Since the founding of this country, state and local governments have had primary responsibility for running congressional elections. Congress has the authority to override state and local regulations regarding congressional elections, although the Founders foresaw this power being used only in “extraordinary circumstances.” The events of 2000 were not “extraordinary.”
Congress should preserve the primacy of the states in electoral administration. If Congress decides to spend federal tax money on elections, the funds should go to the states without any strings attached. Nationalizing elections through federal mandates would be a constitutional and policy mistake.
Until now the election reform debate has ignored the need to preserve the integrity of elections. Voters have at least the obligation to register and to be informed enough to cast a ballot successfully. Seeing election reform as a collective problem to be solved solely by collective action is a profound error that may harm the Republic.

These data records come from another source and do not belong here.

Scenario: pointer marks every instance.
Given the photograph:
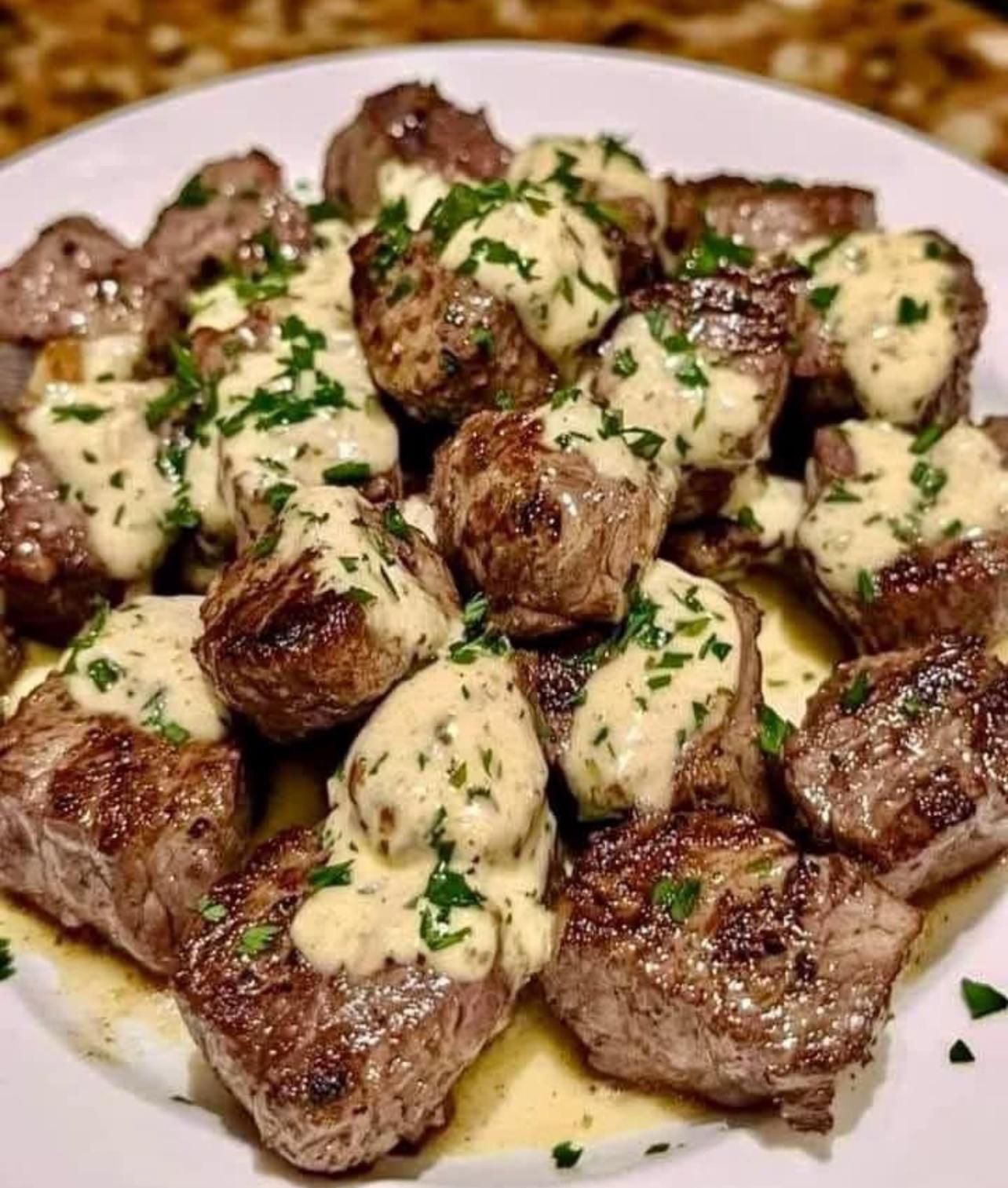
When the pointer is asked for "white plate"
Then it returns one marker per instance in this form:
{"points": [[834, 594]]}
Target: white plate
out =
{"points": [[912, 1118]]}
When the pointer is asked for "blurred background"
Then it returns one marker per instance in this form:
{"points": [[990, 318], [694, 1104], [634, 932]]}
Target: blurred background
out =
{"points": [[940, 65]]}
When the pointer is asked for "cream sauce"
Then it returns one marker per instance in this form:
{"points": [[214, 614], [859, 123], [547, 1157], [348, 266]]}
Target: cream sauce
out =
{"points": [[574, 422], [348, 556], [419, 187], [97, 439], [704, 410], [440, 810], [672, 682], [900, 498], [604, 166], [769, 503], [138, 662], [893, 314], [563, 284], [83, 360]]}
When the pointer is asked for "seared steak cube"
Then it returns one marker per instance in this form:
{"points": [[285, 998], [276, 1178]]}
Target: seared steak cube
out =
{"points": [[122, 800], [767, 217], [703, 361], [331, 606], [545, 516], [891, 326], [414, 126], [906, 536], [707, 956], [903, 762], [664, 715]]}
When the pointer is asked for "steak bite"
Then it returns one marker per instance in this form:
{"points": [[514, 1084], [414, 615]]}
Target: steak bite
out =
{"points": [[703, 363], [496, 294], [549, 514], [347, 977], [704, 954], [122, 797], [908, 537], [331, 605], [87, 506], [891, 326], [901, 762], [232, 213], [407, 130], [664, 715], [79, 278], [754, 527], [767, 217]]}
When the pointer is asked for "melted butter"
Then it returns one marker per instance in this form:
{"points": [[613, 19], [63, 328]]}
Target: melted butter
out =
{"points": [[569, 287], [704, 410], [445, 780], [604, 168], [97, 439], [672, 683], [141, 666], [956, 488], [579, 424], [896, 363], [776, 504], [418, 187], [798, 645], [86, 360], [349, 556]]}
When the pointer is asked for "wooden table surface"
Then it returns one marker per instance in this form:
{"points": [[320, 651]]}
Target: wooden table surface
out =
{"points": [[938, 64]]}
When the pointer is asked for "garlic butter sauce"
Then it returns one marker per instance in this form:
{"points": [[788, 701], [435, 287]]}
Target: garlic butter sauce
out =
{"points": [[137, 660], [440, 814], [908, 491], [671, 680], [886, 298]]}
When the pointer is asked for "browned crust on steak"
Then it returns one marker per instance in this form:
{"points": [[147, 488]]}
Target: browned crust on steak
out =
{"points": [[929, 590], [506, 519], [423, 349], [776, 981], [80, 278], [721, 768], [294, 657], [769, 217], [106, 824], [913, 780], [414, 124], [829, 396], [745, 320], [51, 578], [334, 1070], [245, 201]]}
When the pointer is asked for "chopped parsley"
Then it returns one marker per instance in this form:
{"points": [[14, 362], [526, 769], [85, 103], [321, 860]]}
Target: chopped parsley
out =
{"points": [[678, 897], [910, 312], [257, 939], [343, 473], [210, 910], [334, 875], [982, 1000], [6, 960], [104, 674], [856, 694], [87, 414], [153, 719], [714, 252], [867, 588], [567, 1155], [823, 296], [774, 731]]}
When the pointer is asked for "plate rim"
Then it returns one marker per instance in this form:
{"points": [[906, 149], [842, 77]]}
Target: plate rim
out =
{"points": [[473, 46]]}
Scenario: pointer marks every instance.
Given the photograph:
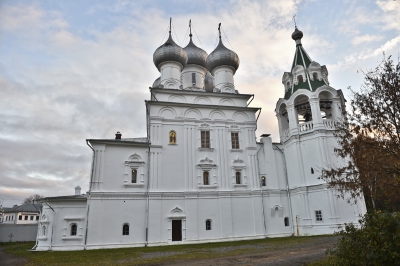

The states should be free to make their own decisions about voting equipment and voter registration systems. Congress should reform the Motor Voter law by removing the obstacles that have ruined many voting lists. States should consider sharply limiting absentee and other voting outside the polling place. Provisional voting will prove costly both in direct outlays and in delaying election results. Election Day should not be a national holiday. Media projections of election results do little harm and should not be banned directly or indirectly by government. Voters need more education, a goal served by more competitive elections and an end to current restrictions on campaign finance.